Reason for this question it looks like a great method of lowering the floor and reinforcing the existing joist. I need more information for any inspections / code questions. 

no one around here has a clue of this method and I haven’t been able to find any documentation (or very little) on the internet.


THANKS


----------



## ranteso (Nov 11, 2010)

I'm familiar with the process but in all my years I never had the need to do it. I've always reduced the visual difference in floor elevations with a natural stone saddle custom cut and angled to provide the smoothest esthetically pleasing transition 

You only gain about 3/4" at best, and now with all the new products on the market there are other ways to keep the finished floor height to a minimum.

The integrity of the floor always takes precedence over the finished floor height.


----------



## world llc (Dec 9, 2008)

and with more modern homes, you cannot simply do this with TJI's...


----------



## The Coastal Craftsman (Jun 29, 2009)

world llc said:


> and with more modern homes, you cannot simply do this with TJI's...


It can be done just takes little more work and the correct shower base.


----------



## SplashGalleries (Feb 26, 2011)

sycamorebob said:


> I would like to know more about the method of having the joist and sub floor even?
> It appears that smaller sister joist are attached to the joist to allow the sub floor / decking to be even with the tops of the existing joist.
> 
> Any information / documentation would be greatly appreciated. If someone would post a picture it would be helpful, thanks in advance.
> ...


Check out YouTube video by "Vim Products"


----------



## griz (Nov 26, 2009)

world llc said:


> and with more modern homes, you cannot simply do this with TJI's...


You bet it can....:thumbsup:

Think outside the box...:thumbup:


----------



## SplashGalleries (Feb 26, 2011)

http://www.youtube.com/watch?v=u_-wu9TPA3Q&sns=em


----------



## Aura Detail (Oct 21, 2012)

Not sure if this helps, cause I'm not sure I understand your question entirely...

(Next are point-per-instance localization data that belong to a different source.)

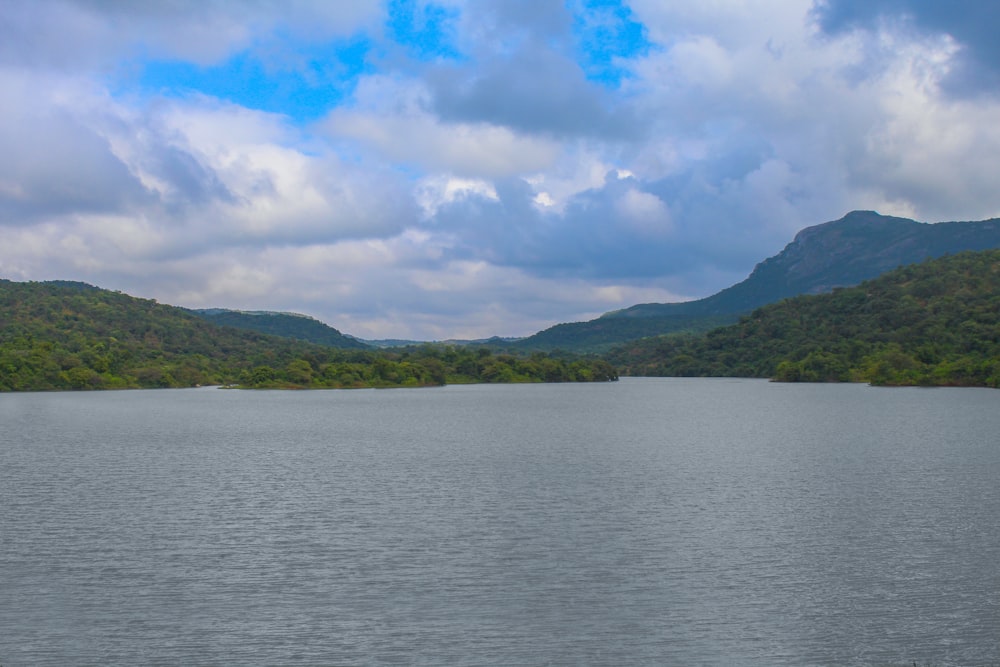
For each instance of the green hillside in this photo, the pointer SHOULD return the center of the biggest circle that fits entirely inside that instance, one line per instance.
(287, 325)
(934, 323)
(859, 246)
(63, 335)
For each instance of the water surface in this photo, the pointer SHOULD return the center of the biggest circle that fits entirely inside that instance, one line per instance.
(649, 521)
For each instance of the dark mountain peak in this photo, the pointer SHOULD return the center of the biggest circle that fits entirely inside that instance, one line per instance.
(840, 253)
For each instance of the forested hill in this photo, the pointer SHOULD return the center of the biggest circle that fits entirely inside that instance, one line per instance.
(859, 246)
(288, 325)
(933, 323)
(62, 335)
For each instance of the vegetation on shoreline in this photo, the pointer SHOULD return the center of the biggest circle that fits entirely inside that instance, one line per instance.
(935, 323)
(59, 335)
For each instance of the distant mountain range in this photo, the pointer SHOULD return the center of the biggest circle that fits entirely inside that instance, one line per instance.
(860, 246)
(287, 325)
(931, 323)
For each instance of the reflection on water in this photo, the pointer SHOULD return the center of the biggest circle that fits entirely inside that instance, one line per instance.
(650, 521)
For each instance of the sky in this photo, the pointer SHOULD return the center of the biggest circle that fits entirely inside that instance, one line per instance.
(468, 168)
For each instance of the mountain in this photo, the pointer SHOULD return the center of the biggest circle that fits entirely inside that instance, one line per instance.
(932, 323)
(287, 325)
(64, 335)
(859, 246)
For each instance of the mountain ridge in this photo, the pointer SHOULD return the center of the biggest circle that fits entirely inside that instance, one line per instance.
(840, 253)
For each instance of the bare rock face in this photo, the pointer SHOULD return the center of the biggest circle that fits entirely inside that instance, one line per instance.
(860, 246)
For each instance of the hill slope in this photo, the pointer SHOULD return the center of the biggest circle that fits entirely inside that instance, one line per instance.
(64, 335)
(287, 325)
(859, 246)
(937, 322)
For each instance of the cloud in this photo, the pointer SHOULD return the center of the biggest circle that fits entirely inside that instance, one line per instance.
(484, 168)
(83, 34)
(970, 23)
(404, 132)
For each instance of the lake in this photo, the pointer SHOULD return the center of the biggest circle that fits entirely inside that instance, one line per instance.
(644, 522)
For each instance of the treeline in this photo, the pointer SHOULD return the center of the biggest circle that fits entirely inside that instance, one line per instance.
(75, 336)
(935, 323)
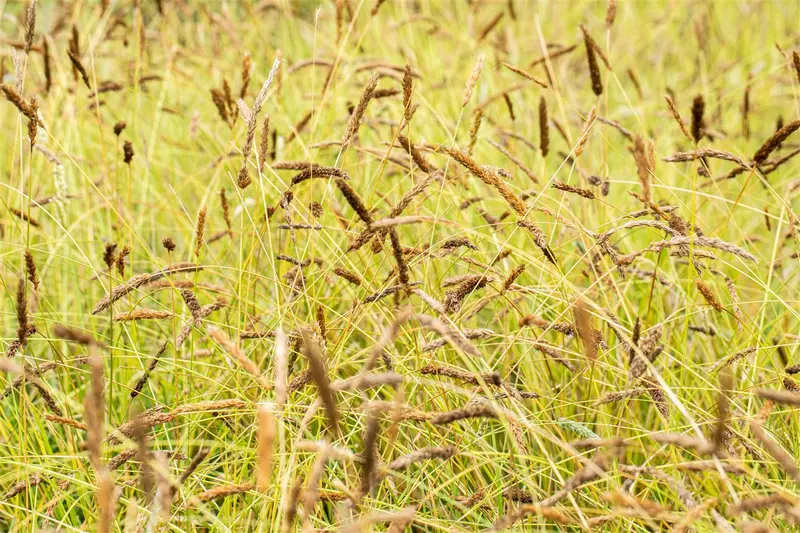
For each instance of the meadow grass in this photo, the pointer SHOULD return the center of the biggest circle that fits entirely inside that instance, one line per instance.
(426, 266)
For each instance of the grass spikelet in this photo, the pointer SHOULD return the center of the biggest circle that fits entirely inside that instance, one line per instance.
(708, 295)
(643, 167)
(415, 154)
(223, 491)
(723, 411)
(775, 450)
(266, 438)
(594, 69)
(65, 421)
(319, 374)
(779, 396)
(698, 125)
(791, 385)
(140, 281)
(775, 141)
(199, 231)
(453, 299)
(30, 270)
(561, 186)
(263, 146)
(423, 454)
(354, 200)
(408, 81)
(399, 257)
(30, 25)
(583, 325)
(351, 277)
(469, 411)
(473, 79)
(473, 132)
(22, 312)
(142, 314)
(76, 63)
(525, 75)
(677, 116)
(236, 353)
(19, 102)
(354, 123)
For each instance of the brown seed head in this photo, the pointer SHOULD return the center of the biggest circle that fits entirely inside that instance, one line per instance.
(199, 231)
(109, 256)
(127, 150)
(698, 108)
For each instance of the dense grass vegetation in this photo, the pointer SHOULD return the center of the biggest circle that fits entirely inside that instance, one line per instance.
(405, 265)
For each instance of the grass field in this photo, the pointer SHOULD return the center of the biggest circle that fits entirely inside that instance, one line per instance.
(399, 266)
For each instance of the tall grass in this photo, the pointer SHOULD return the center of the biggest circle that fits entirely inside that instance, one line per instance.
(474, 272)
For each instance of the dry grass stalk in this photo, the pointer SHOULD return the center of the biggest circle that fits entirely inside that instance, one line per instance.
(461, 334)
(583, 325)
(775, 141)
(236, 353)
(757, 503)
(142, 314)
(473, 79)
(611, 13)
(707, 242)
(708, 295)
(223, 491)
(643, 166)
(677, 116)
(525, 75)
(369, 454)
(24, 216)
(721, 427)
(354, 200)
(319, 374)
(594, 69)
(684, 441)
(199, 231)
(469, 411)
(489, 178)
(784, 397)
(266, 438)
(791, 385)
(388, 291)
(561, 186)
(22, 312)
(76, 63)
(491, 378)
(423, 454)
(587, 128)
(140, 281)
(544, 127)
(399, 257)
(24, 107)
(620, 395)
(407, 91)
(591, 471)
(698, 125)
(351, 277)
(354, 123)
(65, 421)
(733, 358)
(453, 299)
(528, 172)
(553, 353)
(415, 154)
(473, 132)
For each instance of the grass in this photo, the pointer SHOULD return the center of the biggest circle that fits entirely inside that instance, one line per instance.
(614, 383)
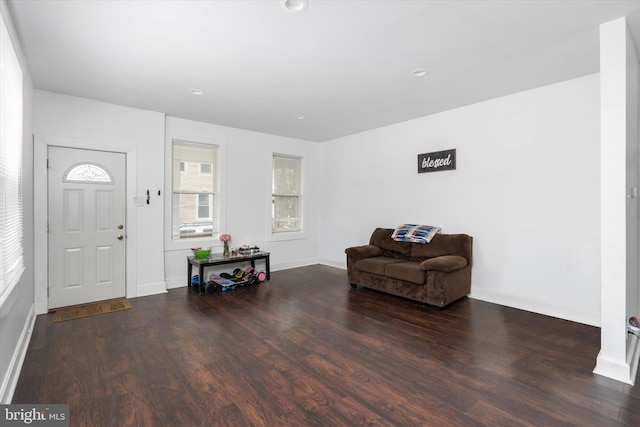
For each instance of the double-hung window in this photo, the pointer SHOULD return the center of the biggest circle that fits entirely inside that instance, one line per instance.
(286, 197)
(195, 207)
(11, 228)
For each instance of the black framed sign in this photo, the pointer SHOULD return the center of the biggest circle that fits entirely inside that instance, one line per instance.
(437, 161)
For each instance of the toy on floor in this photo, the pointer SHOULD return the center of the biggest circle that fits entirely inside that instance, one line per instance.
(241, 277)
(224, 283)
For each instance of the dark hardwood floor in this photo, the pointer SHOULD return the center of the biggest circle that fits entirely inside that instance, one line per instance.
(306, 350)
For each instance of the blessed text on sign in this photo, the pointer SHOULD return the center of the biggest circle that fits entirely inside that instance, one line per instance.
(437, 161)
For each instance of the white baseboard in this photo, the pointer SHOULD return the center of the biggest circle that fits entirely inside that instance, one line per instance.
(152, 289)
(176, 282)
(612, 368)
(341, 265)
(295, 264)
(591, 319)
(15, 366)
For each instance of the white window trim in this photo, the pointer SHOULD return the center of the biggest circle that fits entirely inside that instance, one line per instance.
(281, 236)
(188, 135)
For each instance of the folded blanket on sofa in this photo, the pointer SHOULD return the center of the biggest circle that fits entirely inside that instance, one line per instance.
(415, 233)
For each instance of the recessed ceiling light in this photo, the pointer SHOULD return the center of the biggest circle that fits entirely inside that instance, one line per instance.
(294, 6)
(419, 72)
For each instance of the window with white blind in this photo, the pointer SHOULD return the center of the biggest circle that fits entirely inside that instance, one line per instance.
(11, 229)
(286, 197)
(195, 207)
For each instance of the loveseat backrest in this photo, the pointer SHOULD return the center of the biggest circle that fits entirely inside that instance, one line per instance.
(441, 244)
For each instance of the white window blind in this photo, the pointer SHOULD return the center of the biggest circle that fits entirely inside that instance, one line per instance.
(286, 197)
(195, 204)
(11, 252)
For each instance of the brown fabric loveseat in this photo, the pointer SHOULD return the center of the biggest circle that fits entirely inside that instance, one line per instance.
(435, 273)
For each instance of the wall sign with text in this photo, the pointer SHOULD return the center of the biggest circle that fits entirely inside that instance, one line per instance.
(437, 161)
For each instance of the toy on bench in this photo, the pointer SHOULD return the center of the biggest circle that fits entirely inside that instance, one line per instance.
(207, 288)
(260, 275)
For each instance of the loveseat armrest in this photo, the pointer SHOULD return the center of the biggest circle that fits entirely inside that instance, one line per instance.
(446, 263)
(364, 251)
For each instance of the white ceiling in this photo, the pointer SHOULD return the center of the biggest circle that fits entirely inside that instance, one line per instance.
(345, 65)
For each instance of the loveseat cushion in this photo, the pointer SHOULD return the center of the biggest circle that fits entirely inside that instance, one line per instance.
(446, 263)
(443, 244)
(381, 237)
(364, 251)
(407, 271)
(376, 265)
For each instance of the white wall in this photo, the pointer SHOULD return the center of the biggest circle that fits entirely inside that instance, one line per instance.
(17, 310)
(526, 188)
(83, 123)
(619, 159)
(245, 161)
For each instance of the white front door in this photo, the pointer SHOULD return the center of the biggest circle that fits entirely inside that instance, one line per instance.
(87, 227)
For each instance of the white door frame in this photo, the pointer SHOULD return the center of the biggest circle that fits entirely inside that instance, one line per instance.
(40, 216)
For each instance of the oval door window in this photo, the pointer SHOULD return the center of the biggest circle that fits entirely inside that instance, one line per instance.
(88, 173)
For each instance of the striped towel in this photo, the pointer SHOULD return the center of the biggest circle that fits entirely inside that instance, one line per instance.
(415, 233)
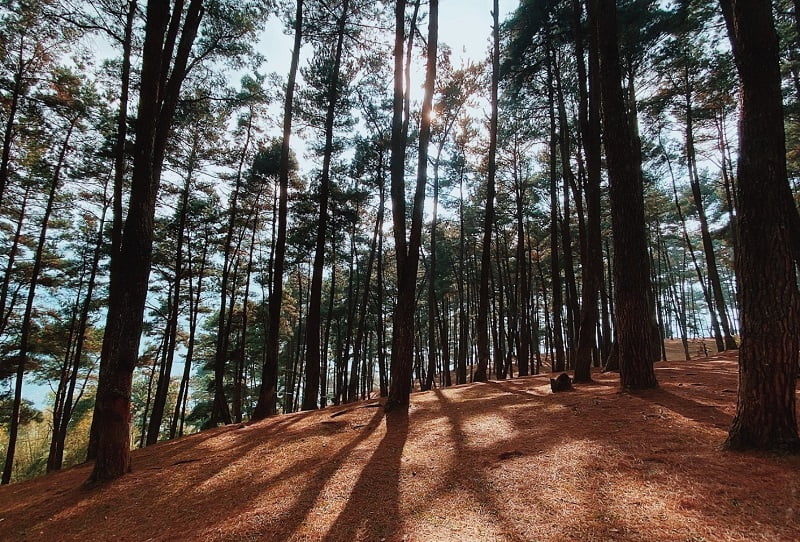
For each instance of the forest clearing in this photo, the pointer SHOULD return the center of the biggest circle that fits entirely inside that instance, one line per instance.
(502, 460)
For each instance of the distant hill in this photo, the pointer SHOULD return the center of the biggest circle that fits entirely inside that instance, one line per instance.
(505, 460)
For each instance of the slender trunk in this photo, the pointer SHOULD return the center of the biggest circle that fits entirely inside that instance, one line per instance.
(365, 295)
(194, 313)
(5, 311)
(766, 417)
(708, 246)
(631, 265)
(110, 440)
(269, 375)
(559, 363)
(56, 456)
(27, 319)
(690, 248)
(313, 359)
(408, 253)
(488, 217)
(589, 121)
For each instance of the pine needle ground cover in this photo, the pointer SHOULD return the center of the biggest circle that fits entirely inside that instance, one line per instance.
(504, 460)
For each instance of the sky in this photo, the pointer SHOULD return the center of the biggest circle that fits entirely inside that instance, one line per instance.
(464, 25)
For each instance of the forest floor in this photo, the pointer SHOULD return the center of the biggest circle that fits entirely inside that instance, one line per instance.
(506, 460)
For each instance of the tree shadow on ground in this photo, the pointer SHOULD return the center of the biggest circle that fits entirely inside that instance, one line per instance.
(372, 510)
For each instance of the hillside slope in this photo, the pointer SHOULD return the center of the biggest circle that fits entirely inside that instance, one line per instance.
(497, 461)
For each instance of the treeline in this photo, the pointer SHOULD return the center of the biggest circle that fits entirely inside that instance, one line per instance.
(168, 265)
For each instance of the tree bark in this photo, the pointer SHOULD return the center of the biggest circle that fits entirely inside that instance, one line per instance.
(25, 333)
(631, 262)
(313, 359)
(767, 228)
(110, 444)
(589, 121)
(407, 253)
(488, 217)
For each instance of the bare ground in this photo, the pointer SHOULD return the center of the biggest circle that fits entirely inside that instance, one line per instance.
(503, 460)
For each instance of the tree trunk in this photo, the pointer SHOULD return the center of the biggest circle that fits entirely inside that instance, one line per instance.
(589, 121)
(765, 417)
(708, 246)
(110, 444)
(631, 264)
(194, 312)
(559, 363)
(313, 359)
(25, 333)
(269, 375)
(488, 217)
(407, 254)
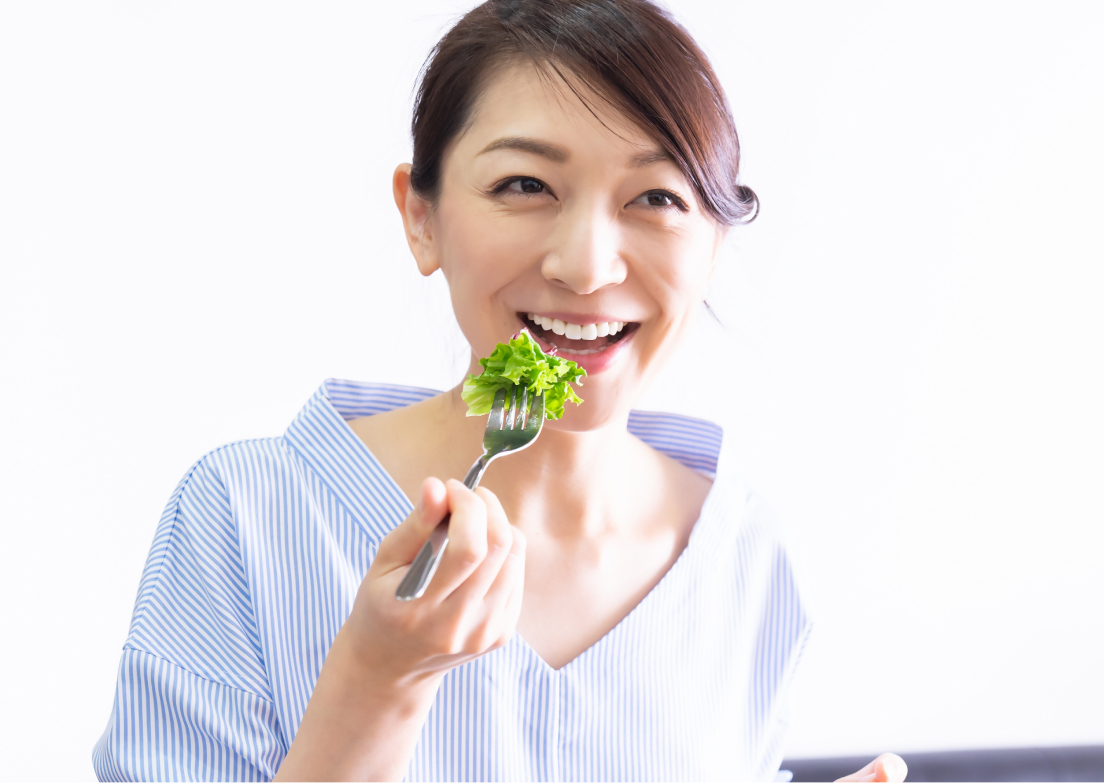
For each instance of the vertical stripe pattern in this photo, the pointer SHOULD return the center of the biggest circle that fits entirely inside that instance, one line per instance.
(256, 562)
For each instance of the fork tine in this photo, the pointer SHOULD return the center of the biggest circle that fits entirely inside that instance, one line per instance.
(513, 410)
(495, 421)
(535, 413)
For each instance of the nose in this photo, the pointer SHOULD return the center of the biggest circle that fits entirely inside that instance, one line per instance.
(586, 253)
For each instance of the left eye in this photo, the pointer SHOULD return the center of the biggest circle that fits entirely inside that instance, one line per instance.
(657, 198)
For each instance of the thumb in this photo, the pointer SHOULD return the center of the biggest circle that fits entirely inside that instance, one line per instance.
(402, 545)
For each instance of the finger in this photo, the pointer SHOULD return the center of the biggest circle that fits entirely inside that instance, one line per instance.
(510, 575)
(503, 621)
(888, 768)
(891, 768)
(467, 541)
(867, 773)
(499, 546)
(402, 545)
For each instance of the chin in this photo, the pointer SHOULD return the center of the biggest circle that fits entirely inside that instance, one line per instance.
(603, 406)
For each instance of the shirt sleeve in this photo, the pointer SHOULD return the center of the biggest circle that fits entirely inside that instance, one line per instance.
(779, 642)
(192, 699)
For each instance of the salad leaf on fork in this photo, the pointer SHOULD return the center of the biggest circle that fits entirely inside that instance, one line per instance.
(522, 362)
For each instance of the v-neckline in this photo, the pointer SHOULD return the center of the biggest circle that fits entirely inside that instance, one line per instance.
(649, 598)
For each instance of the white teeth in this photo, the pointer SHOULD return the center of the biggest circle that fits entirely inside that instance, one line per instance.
(576, 331)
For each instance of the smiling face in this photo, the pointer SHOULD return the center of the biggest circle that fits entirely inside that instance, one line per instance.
(579, 228)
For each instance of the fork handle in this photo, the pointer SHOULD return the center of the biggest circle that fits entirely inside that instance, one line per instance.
(424, 565)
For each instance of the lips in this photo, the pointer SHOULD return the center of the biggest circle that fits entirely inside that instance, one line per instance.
(593, 355)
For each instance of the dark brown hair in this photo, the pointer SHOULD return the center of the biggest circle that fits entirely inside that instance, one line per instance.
(628, 52)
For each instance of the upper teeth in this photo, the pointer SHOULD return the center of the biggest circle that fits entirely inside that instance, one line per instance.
(577, 331)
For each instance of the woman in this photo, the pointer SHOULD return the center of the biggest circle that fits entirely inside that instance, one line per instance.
(612, 603)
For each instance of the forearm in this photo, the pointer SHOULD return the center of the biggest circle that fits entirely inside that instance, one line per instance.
(358, 726)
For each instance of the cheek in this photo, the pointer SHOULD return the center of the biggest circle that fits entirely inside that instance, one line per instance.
(680, 274)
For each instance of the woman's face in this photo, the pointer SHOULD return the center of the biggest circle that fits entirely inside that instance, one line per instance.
(545, 210)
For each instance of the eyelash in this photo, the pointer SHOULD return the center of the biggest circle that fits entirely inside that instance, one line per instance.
(677, 202)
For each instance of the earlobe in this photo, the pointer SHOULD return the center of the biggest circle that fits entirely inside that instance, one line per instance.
(416, 213)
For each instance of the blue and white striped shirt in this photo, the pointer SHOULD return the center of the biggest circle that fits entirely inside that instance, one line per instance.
(255, 565)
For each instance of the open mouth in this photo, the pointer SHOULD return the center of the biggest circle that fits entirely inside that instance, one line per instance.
(576, 339)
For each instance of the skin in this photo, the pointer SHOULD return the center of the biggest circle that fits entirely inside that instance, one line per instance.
(562, 540)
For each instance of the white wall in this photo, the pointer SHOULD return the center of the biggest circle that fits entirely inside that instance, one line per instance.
(195, 230)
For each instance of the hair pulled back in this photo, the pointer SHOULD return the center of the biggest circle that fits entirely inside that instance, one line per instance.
(628, 52)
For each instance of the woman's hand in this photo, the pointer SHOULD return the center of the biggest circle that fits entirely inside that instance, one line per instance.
(470, 605)
(381, 675)
(888, 768)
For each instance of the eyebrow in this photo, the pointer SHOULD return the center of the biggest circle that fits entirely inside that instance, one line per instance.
(544, 149)
(656, 156)
(559, 155)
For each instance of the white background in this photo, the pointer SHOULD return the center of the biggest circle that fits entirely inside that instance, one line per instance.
(197, 229)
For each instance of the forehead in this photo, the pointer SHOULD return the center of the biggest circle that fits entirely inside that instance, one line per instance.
(520, 101)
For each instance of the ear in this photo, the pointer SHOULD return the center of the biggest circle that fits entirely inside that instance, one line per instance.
(417, 221)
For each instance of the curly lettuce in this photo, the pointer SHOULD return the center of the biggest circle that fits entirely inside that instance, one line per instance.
(522, 362)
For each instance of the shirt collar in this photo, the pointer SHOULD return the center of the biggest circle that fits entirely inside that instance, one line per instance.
(320, 434)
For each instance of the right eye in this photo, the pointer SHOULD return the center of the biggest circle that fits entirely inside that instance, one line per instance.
(522, 184)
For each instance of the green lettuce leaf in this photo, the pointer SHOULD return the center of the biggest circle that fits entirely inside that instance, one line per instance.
(521, 361)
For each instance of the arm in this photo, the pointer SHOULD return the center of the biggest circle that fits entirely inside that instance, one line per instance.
(381, 675)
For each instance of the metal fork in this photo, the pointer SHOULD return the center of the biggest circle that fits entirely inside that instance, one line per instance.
(510, 427)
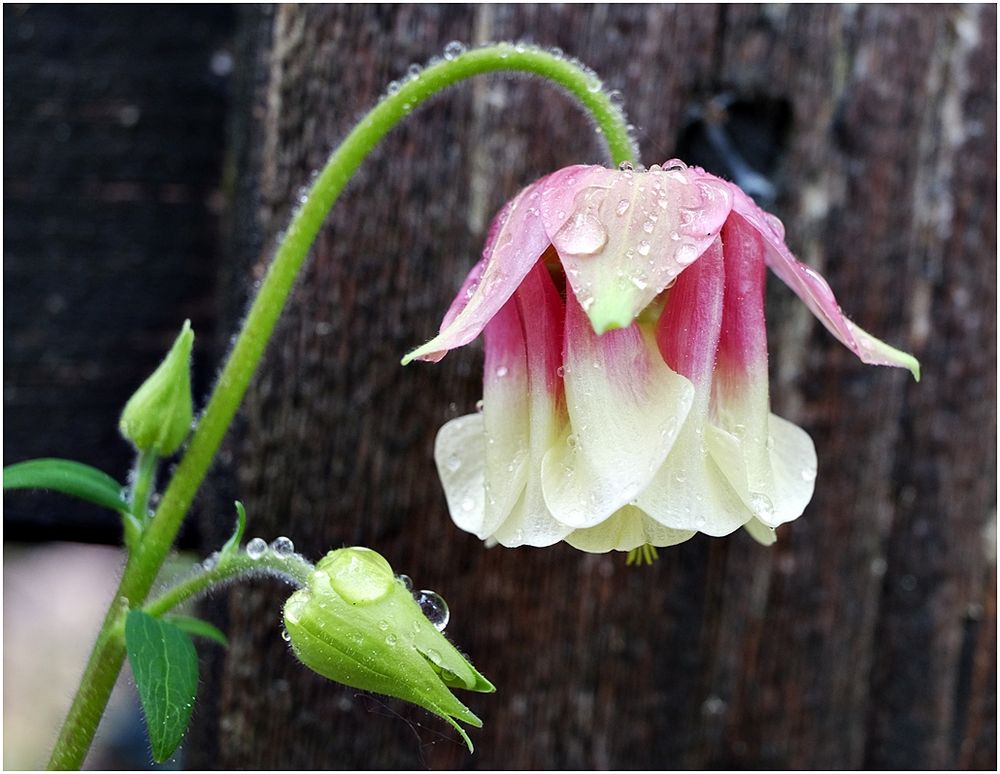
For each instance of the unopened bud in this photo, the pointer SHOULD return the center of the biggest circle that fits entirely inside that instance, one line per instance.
(157, 418)
(357, 624)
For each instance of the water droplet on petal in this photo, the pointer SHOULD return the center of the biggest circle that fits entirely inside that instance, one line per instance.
(434, 608)
(761, 504)
(583, 234)
(454, 50)
(256, 548)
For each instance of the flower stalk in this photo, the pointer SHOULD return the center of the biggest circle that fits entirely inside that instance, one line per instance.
(147, 556)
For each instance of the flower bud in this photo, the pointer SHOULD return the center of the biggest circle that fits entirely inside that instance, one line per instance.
(157, 418)
(359, 625)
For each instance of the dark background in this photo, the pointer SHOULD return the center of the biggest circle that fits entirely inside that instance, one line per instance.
(151, 157)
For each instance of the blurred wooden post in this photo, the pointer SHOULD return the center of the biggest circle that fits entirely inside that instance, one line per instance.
(866, 636)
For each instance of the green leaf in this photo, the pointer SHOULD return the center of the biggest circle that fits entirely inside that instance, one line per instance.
(232, 545)
(68, 477)
(165, 666)
(196, 627)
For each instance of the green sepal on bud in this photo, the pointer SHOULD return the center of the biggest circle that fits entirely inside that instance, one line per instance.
(157, 418)
(359, 625)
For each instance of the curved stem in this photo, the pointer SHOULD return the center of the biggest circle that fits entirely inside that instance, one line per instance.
(293, 568)
(145, 561)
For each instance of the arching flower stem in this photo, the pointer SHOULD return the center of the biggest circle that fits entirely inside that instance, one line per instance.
(146, 558)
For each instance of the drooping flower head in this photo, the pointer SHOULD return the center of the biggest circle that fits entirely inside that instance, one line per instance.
(625, 389)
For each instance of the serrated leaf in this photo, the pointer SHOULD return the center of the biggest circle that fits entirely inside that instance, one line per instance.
(165, 666)
(68, 477)
(197, 627)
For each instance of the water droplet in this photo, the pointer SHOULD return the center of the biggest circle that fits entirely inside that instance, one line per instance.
(433, 656)
(434, 608)
(256, 548)
(454, 50)
(686, 255)
(761, 504)
(583, 234)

I've only done curbless showers twice, and both had a trough drain at the back wall. We had to header off the existing floor joists like you would for a stair opening, then hang the joists inside the shower with a slope towards the back wall. If you're building new, frame the supporting wall at the back of the shower as a cripple wall - that is lesser by the joist size minus your slope. Then you have a full bearing wall as opposed to hanging the joist as you would have to do in a renovation.


----------



## overanalyze (Dec 28, 2010)

I found this link with a quick google search. I know there are a couple of other companies that only require the subfloor to be removed with some blocking added to get a barrier free shower. 

http://www.tileredi.com/products_files/barrier-free.php


----------